The market is talking about the ‘rug-pull’ thing around BaldBaseBald (BALD), a meme-coin inspired by Coinbase CEO Brian Armstrong. The altcoin reached a market cap of one hundred million shortly after stepping into the market. However, it subsequently lost almost all of its value. So what actually happened?
How did a hundred million dollar altcoin become worthless overnight?
As you follow on Kriptokoin.com, a meme-coin named BaldBaseBald (BALD) was launched on the Base Network, Coinbase’s new Layer-2, built on Optimism, on July 30. Altcoin referred to Coinbase founder Brian Armstrong. Armstrong’s ‘bald’ head was the source of this inspiration. Thus, it soon became a coordinating point for speculators in Blockchain.
The altcoin gained over $25 million in liquidity in two days. Thus, it reached a market capitalization of $100 million. However, the meteoric rise of the token turned out to be a classic case of market manipulation. Because BaldBaseBald, the distributor behind the token, pulled it with the carpet. Thus, it caused the altcoin price to drop by 85%.
Malicious market behavior behind BALD?
Market researcher Thiccy indexed all transactions from the Bald distributor. It also revealed a story of malicious market behavior. BaldBaseBald added 6,700 ETH (over $12.5 million) liquidity to the pool in the first 24 hours. This amount is a staggering amount of capital for a meme-coin on a new blockchain. The dealer’s actions have undoubtedly been bullish for speculators. Many thought that Brian Armstrong created this coin to create excitement. However, as soon as the distributor stopped adding liquidity to the pool, the price stagnated and fell.
After 24 hours, the distributor started bidding for BALD again. In the process, it caused the altcoin price to double. Subsequently, the distributor drew liquidity over 10,500 ETH (worth approximately $20 million). This led to an 85% drop in token value. Thiccy’s analysis showed that the distributor made a net profit of 2,789 ETH, or $5.2 million, after adding 6,870 ETH, purchasing 1,360 ETH at an average price of 0.0004, and withdrawing 10,704 ETH.

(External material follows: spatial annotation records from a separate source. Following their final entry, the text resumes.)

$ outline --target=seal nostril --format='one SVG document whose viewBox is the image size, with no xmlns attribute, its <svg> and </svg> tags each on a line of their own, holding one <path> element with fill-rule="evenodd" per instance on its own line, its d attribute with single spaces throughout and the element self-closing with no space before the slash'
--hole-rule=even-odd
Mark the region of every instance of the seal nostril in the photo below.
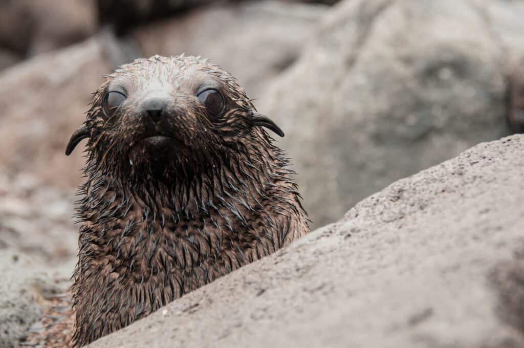
<svg viewBox="0 0 524 348">
<path fill-rule="evenodd" d="M 155 122 L 158 122 L 160 121 L 160 115 L 162 114 L 162 109 L 154 110 L 147 110 L 147 114 L 149 115 L 149 117 L 152 119 Z"/>
</svg>

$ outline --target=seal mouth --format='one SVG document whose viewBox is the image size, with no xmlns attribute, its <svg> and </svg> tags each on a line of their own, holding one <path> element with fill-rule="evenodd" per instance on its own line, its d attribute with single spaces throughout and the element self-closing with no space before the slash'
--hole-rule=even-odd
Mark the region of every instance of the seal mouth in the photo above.
<svg viewBox="0 0 524 348">
<path fill-rule="evenodd" d="M 183 143 L 179 140 L 172 137 L 158 134 L 143 138 L 135 144 L 135 146 L 143 144 L 156 148 L 169 147 L 180 149 L 185 147 Z"/>
</svg>

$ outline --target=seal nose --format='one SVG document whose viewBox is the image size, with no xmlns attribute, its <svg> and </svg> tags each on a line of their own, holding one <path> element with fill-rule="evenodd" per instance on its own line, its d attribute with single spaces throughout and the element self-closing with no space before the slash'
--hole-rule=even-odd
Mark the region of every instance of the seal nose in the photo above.
<svg viewBox="0 0 524 348">
<path fill-rule="evenodd" d="M 162 113 L 166 108 L 166 102 L 159 98 L 151 98 L 144 103 L 144 108 L 153 122 L 160 121 Z"/>
</svg>

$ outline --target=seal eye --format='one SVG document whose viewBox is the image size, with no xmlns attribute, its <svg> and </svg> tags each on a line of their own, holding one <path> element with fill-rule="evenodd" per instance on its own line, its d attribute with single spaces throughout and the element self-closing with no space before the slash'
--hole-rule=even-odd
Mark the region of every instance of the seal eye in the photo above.
<svg viewBox="0 0 524 348">
<path fill-rule="evenodd" d="M 119 92 L 110 92 L 104 99 L 104 111 L 107 115 L 112 115 L 125 100 L 126 96 Z"/>
<path fill-rule="evenodd" d="M 198 99 L 212 116 L 218 116 L 224 110 L 224 97 L 216 90 L 206 90 L 198 95 Z"/>
</svg>

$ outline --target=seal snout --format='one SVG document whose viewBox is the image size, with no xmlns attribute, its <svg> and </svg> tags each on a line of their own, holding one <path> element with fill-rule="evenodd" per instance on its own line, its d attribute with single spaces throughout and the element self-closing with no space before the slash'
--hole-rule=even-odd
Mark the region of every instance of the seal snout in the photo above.
<svg viewBox="0 0 524 348">
<path fill-rule="evenodd" d="M 165 99 L 154 97 L 145 100 L 143 107 L 145 113 L 147 113 L 153 122 L 156 123 L 163 116 L 167 105 L 167 101 Z"/>
</svg>

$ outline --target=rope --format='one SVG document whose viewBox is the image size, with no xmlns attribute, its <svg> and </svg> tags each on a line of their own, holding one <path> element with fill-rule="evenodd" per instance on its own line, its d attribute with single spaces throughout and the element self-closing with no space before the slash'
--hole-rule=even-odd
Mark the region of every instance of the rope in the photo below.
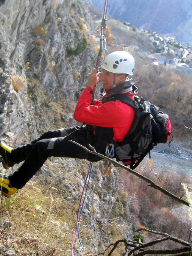
<svg viewBox="0 0 192 256">
<path fill-rule="evenodd" d="M 78 253 L 78 256 L 79 256 L 79 255 L 80 255 L 80 253 L 82 249 L 83 249 L 83 244 L 81 242 L 81 239 L 80 238 L 80 233 L 79 230 L 79 223 L 80 223 L 80 219 L 81 219 L 81 214 L 82 214 L 82 212 L 83 212 L 83 206 L 84 206 L 84 202 L 85 201 L 85 198 L 86 198 L 86 195 L 87 195 L 87 189 L 88 189 L 88 188 L 89 187 L 89 181 L 90 181 L 90 180 L 91 176 L 91 172 L 92 171 L 92 167 L 93 167 L 93 162 L 91 162 L 90 163 L 90 164 L 91 164 L 91 170 L 90 170 L 90 173 L 89 173 L 89 180 L 88 180 L 87 184 L 87 187 L 86 187 L 86 190 L 85 191 L 85 195 L 84 195 L 84 198 L 83 199 L 83 202 L 82 206 L 81 206 L 81 212 L 80 213 L 80 215 L 79 219 L 79 222 L 78 223 L 78 237 L 79 237 L 79 242 L 80 243 L 80 244 L 81 245 L 81 248 L 80 248 L 80 250 L 79 251 L 79 252 Z"/>
<path fill-rule="evenodd" d="M 102 19 L 101 25 L 100 26 L 100 30 L 101 30 L 101 37 L 100 40 L 100 49 L 98 51 L 98 54 L 97 56 L 97 58 L 96 61 L 96 67 L 97 72 L 98 72 L 98 69 L 99 68 L 99 63 L 100 62 L 100 59 L 101 58 L 101 56 L 103 54 L 103 53 L 105 50 L 106 50 L 106 34 L 105 33 L 105 30 L 106 28 L 106 25 L 107 23 L 107 20 L 106 20 L 106 16 L 107 13 L 107 9 L 108 7 L 108 4 L 109 1 L 108 0 L 105 0 L 105 5 L 104 5 L 104 9 L 103 11 L 103 19 Z M 96 53 L 97 54 L 97 53 Z M 94 88 L 93 90 L 93 94 L 92 95 L 92 104 L 93 105 L 94 104 L 94 98 L 95 95 L 95 87 L 96 85 L 95 85 Z M 81 194 L 81 198 L 80 199 L 80 203 L 79 204 L 79 207 L 78 208 L 78 211 L 77 212 L 77 223 L 76 226 L 76 231 L 75 232 L 75 234 L 73 238 L 73 242 L 72 243 L 72 245 L 71 246 L 71 253 L 72 256 L 74 256 L 73 253 L 73 245 L 75 243 L 75 241 L 76 239 L 76 235 L 78 233 L 78 236 L 79 238 L 79 241 L 81 245 L 81 248 L 80 250 L 79 251 L 78 253 L 78 256 L 79 256 L 80 253 L 81 251 L 83 249 L 83 244 L 80 238 L 80 234 L 79 232 L 79 223 L 80 222 L 80 220 L 81 214 L 83 212 L 83 206 L 84 204 L 84 202 L 85 201 L 85 198 L 86 197 L 86 195 L 87 194 L 87 191 L 88 188 L 89 187 L 89 181 L 91 178 L 91 172 L 92 171 L 92 167 L 93 166 L 93 162 L 90 162 L 89 164 L 89 170 L 88 171 L 86 177 L 86 179 L 85 182 L 84 184 L 84 186 L 83 189 L 83 191 Z M 83 202 L 82 205 L 81 206 L 81 209 L 80 213 L 80 210 L 81 207 L 81 201 L 82 200 L 83 195 L 84 193 L 84 190 L 85 189 L 85 187 L 86 186 L 86 184 L 87 184 L 87 179 L 89 177 L 89 179 L 88 180 L 88 182 L 87 184 L 87 187 L 86 189 L 85 194 Z"/>
<path fill-rule="evenodd" d="M 87 176 L 86 177 L 86 179 L 85 180 L 85 183 L 84 184 L 84 186 L 83 187 L 83 191 L 81 193 L 81 198 L 80 198 L 80 203 L 79 204 L 79 207 L 78 208 L 78 211 L 77 212 L 77 223 L 76 223 L 76 231 L 75 232 L 75 236 L 73 238 L 73 242 L 72 243 L 72 245 L 71 246 L 71 253 L 72 256 L 74 256 L 73 254 L 73 245 L 75 243 L 75 239 L 76 239 L 76 235 L 77 234 L 77 233 L 78 232 L 78 227 L 79 227 L 79 220 L 80 220 L 80 218 L 79 218 L 79 214 L 80 214 L 80 208 L 81 207 L 81 200 L 82 200 L 83 198 L 83 194 L 84 193 L 84 190 L 85 189 L 85 186 L 86 186 L 86 184 L 87 183 L 87 181 L 88 179 L 88 177 L 89 175 L 89 173 L 91 172 L 91 170 L 92 169 L 92 166 L 93 165 L 93 163 L 92 162 L 90 162 L 90 164 L 89 164 L 89 170 L 88 171 L 87 174 Z M 90 179 L 89 179 L 89 181 Z M 87 184 L 88 185 L 88 184 Z M 83 207 L 83 205 L 82 205 Z"/>
</svg>

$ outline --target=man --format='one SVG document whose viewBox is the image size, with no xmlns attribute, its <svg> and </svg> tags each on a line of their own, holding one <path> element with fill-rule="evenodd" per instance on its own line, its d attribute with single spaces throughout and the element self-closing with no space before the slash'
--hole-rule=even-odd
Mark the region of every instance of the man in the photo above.
<svg viewBox="0 0 192 256">
<path fill-rule="evenodd" d="M 102 100 L 96 99 L 92 104 L 93 89 L 100 79 L 96 69 L 93 68 L 88 85 L 80 96 L 74 114 L 76 120 L 88 125 L 88 129 L 84 125 L 49 131 L 30 144 L 14 149 L 0 141 L 0 155 L 5 168 L 24 161 L 12 174 L 0 175 L 2 191 L 5 196 L 9 197 L 21 189 L 49 156 L 86 159 L 93 162 L 100 160 L 69 140 L 87 147 L 90 143 L 97 151 L 103 152 L 110 142 L 107 128 L 112 128 L 115 141 L 124 138 L 131 127 L 135 111 L 119 100 L 105 102 L 105 99 L 116 93 L 127 94 L 133 98 L 137 94 L 133 80 L 127 77 L 133 74 L 134 59 L 126 52 L 115 52 L 106 56 L 102 67 L 100 79 L 105 91 Z M 135 91 L 133 88 L 136 88 Z"/>
</svg>

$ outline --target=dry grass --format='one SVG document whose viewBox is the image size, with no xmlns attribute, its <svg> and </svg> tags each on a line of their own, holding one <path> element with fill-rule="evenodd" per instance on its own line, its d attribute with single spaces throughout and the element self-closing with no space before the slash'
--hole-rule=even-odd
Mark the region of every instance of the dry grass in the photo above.
<svg viewBox="0 0 192 256">
<path fill-rule="evenodd" d="M 43 36 L 46 34 L 46 31 L 44 28 L 41 26 L 37 26 L 33 30 L 32 33 L 39 35 L 40 36 Z"/>
<path fill-rule="evenodd" d="M 2 251 L 17 255 L 70 254 L 74 205 L 56 188 L 29 183 L 11 199 L 2 197 L 1 202 L 2 222 L 12 224 L 1 232 Z"/>
<path fill-rule="evenodd" d="M 26 87 L 27 81 L 24 76 L 12 74 L 11 78 L 12 85 L 14 90 L 17 92 L 23 91 Z"/>
</svg>

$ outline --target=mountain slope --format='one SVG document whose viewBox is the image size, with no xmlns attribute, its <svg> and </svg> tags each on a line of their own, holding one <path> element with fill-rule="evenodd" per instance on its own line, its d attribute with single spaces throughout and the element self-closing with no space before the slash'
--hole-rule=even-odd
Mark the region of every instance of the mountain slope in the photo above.
<svg viewBox="0 0 192 256">
<path fill-rule="evenodd" d="M 91 2 L 103 9 L 104 2 Z M 108 13 L 116 19 L 175 36 L 184 42 L 192 42 L 192 2 L 187 0 L 110 0 Z"/>
</svg>

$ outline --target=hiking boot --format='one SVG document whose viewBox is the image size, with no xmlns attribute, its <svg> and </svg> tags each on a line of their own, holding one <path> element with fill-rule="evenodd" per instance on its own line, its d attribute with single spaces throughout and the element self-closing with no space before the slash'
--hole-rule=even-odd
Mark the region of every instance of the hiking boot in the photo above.
<svg viewBox="0 0 192 256">
<path fill-rule="evenodd" d="M 3 167 L 6 169 L 8 169 L 14 164 L 10 159 L 12 150 L 12 148 L 8 146 L 3 140 L 0 140 L 0 155 L 2 157 L 1 161 Z"/>
<path fill-rule="evenodd" d="M 9 176 L 2 173 L 0 173 L 0 189 L 2 193 L 8 198 L 17 190 L 17 189 L 12 187 L 10 184 Z"/>
</svg>

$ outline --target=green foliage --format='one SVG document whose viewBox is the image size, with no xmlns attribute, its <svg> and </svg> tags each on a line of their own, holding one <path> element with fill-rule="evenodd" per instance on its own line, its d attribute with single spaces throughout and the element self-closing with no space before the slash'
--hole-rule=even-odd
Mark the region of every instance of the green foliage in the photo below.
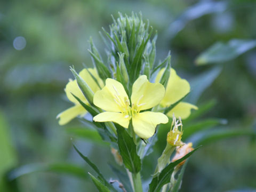
<svg viewBox="0 0 256 192">
<path fill-rule="evenodd" d="M 162 187 L 165 184 L 168 183 L 171 179 L 171 175 L 174 170 L 176 165 L 182 162 L 183 161 L 188 158 L 193 153 L 197 150 L 201 146 L 198 147 L 189 153 L 182 158 L 177 160 L 173 163 L 170 163 L 165 168 L 164 168 L 157 176 L 155 176 L 149 184 L 149 192 L 159 191 Z"/>
<path fill-rule="evenodd" d="M 182 139 L 186 140 L 189 136 L 199 131 L 205 130 L 220 125 L 226 125 L 227 124 L 226 119 L 218 118 L 208 118 L 196 123 L 191 122 L 189 125 L 186 126 L 182 134 Z"/>
<path fill-rule="evenodd" d="M 0 110 L 0 190 L 7 190 L 4 177 L 6 172 L 15 166 L 17 159 L 13 148 L 9 126 Z"/>
<path fill-rule="evenodd" d="M 95 177 L 94 177 L 93 175 L 92 175 L 91 173 L 88 173 L 89 174 L 90 177 L 92 180 L 92 181 L 93 181 L 93 183 L 94 185 L 96 186 L 97 187 L 98 190 L 99 190 L 99 191 L 100 192 L 110 192 L 109 189 L 108 189 L 108 188 L 105 186 L 104 184 L 103 184 L 99 179 L 96 178 Z"/>
<path fill-rule="evenodd" d="M 88 177 L 84 168 L 67 163 L 28 164 L 14 169 L 6 175 L 8 182 L 12 182 L 19 177 L 36 172 L 49 172 L 68 174 L 85 179 Z"/>
<path fill-rule="evenodd" d="M 117 127 L 117 143 L 124 164 L 130 171 L 137 173 L 141 169 L 141 162 L 137 155 L 136 145 L 124 128 L 118 125 L 116 126 Z"/>
<path fill-rule="evenodd" d="M 76 78 L 77 84 L 83 94 L 91 105 L 93 105 L 93 92 L 87 84 L 86 82 L 76 72 L 74 68 L 70 68 L 70 70 Z"/>
<path fill-rule="evenodd" d="M 217 42 L 196 59 L 198 65 L 225 62 L 256 47 L 256 40 L 231 39 L 227 43 Z"/>
<path fill-rule="evenodd" d="M 89 159 L 87 157 L 83 155 L 82 154 L 82 153 L 80 152 L 80 151 L 78 149 L 77 149 L 77 148 L 76 147 L 76 146 L 75 145 L 73 145 L 73 146 L 74 146 L 74 148 L 75 148 L 75 149 L 76 150 L 76 151 L 78 153 L 79 155 L 80 155 L 80 156 L 98 174 L 98 179 L 100 180 L 100 181 L 99 181 L 98 179 L 96 181 L 96 180 L 94 180 L 93 178 L 92 178 L 92 179 L 93 179 L 93 182 L 97 186 L 97 188 L 99 186 L 100 186 L 100 187 L 101 186 L 101 184 L 102 184 L 101 182 L 103 182 L 103 184 L 102 184 L 102 185 L 106 186 L 105 187 L 106 188 L 107 188 L 107 187 L 108 187 L 109 189 L 111 189 L 111 190 L 113 190 L 114 191 L 116 191 L 116 190 L 115 189 L 115 188 L 110 184 L 109 184 L 109 183 L 108 181 L 107 181 L 104 178 L 103 175 L 101 174 L 101 173 L 100 172 L 100 170 L 97 167 L 97 166 L 93 163 L 92 163 L 91 161 L 90 161 Z M 90 174 L 90 173 L 89 173 L 89 174 L 90 174 L 90 176 L 91 177 L 91 178 L 92 178 L 92 177 L 93 177 L 91 174 Z M 98 181 L 99 181 L 99 182 L 98 182 Z M 95 182 L 96 182 L 96 183 L 95 183 Z M 105 189 L 105 188 L 103 188 L 103 189 Z"/>
</svg>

Ticcy: Be careful who you trust!
It was surprising how well-capitalized the actor was and how brave they were to carry out this blatant manipulative market behavior amid the public light on Coinbase’s compliance Blockchain. Thiccy concludes as a result of his analysis:
And so, BALD’s story ended. Play silly games, win silly prizes. I hope we can learn from this as an area where this market is full of market manipulation and unethical fraud. Be careful who you trust.
The latest example of rug-pull events: BALD
BALD’s price has increased by up to 4,000 times, bringing its market cap to over $100 million. Thus, the meme coin created a stir in the market. This was great news for early investors. Because some came out and profited as the wave rose. Some builders have taken advantage of this tide to create meme-coins to entice investors eager to join the BALD trend. Ultimately, it caused some meme-coin token holders to incur losses.
While BALD has already been scammed, Scope states that the address behind the 29 meme-coins also has a history of scams on other platforms, including BNB Blockchain and Arbitrum, a popular Ethereum layer-2 platform. On platforms where meme-coins are traded, community-provided liquidity is crucial due to the decentralized nature of trading. Rug-pull scammers typically provide liquidity to meme-coins. This attracts more users to buy the coin. Thus, it increases liquidity as prices rise. However, the creator then deliberately withdraws liquidity at this point. Hence, it converts meme-coins into a more liquid coin like Ethereum, causing token prices to drop to zero.